= 1866 West Sydney colonial by-election =

By-election in New South Wales, Australia

A by-election was held for the New South Wales Legislative Assembly electorate of West Sydney on 17 January 1866 because John Robertson had been re-appointed Secretary for Lands in the fourth Cowper ministry. Such ministerial by-elections were usually uncontested however on this occasion a poll was required at both West Sydney and The Williams (Marshall Burdekin).
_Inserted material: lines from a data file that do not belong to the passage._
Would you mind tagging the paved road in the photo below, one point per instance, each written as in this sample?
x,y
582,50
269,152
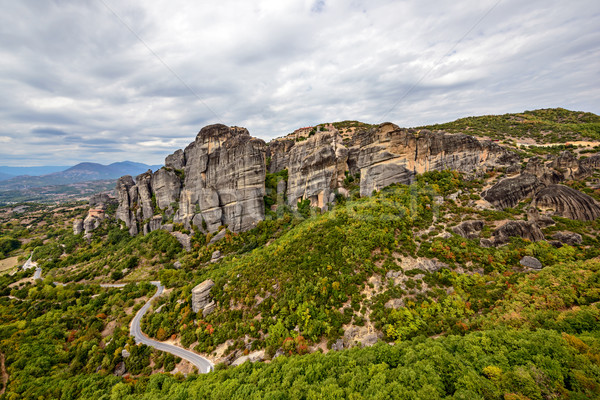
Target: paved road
x,y
204,365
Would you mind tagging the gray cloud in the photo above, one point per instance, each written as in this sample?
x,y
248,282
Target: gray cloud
x,y
79,86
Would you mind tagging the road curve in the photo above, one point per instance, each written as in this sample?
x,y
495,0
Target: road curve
x,y
204,365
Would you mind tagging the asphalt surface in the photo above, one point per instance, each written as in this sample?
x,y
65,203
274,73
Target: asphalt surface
x,y
204,365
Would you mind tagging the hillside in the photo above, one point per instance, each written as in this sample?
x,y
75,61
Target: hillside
x,y
555,125
82,172
383,263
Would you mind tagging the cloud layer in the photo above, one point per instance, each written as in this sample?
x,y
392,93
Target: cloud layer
x,y
106,81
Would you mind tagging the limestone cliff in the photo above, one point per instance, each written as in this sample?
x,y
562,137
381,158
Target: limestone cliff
x,y
316,168
389,154
217,180
508,192
566,202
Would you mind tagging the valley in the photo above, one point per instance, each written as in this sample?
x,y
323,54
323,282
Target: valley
x,y
345,260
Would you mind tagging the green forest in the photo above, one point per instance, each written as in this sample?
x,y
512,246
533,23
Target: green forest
x,y
376,297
Both Robertson and Burdekin were defeated, with the Cowper government falling, replaced by the second Martin ministry.

==Dates==

| Date | Event |
|---|---|
| 1 January 1866 | John Robertson re-appointed Secretary for Lands. |
| 9 January 1866 | Writ of election issued by the Speaker of the Legislative Assembly. |
| 15 January 1866 | Nominations |
| 17 January 1866 | Polling day |
| 20 January 1866 | Return of writ |

==Result==

1866 West Sydney by-election Wednesday 17 January
| Candidate |  | Votes | % |
|---|---|---|---|
| William Windeyer (elected) |  | 869 | 52.4 |
| John Robertson (defeated) |  | 789 | 47.6 |
| Total formal votes |  | 1,658 | 100.0 |
| Informal votes |  | 0 | 0.0 |
| Turnout |  | 1,658 | 21.2 |

John Robertson was re-appointed Secretary for Lands in the fourth Cowper ministry.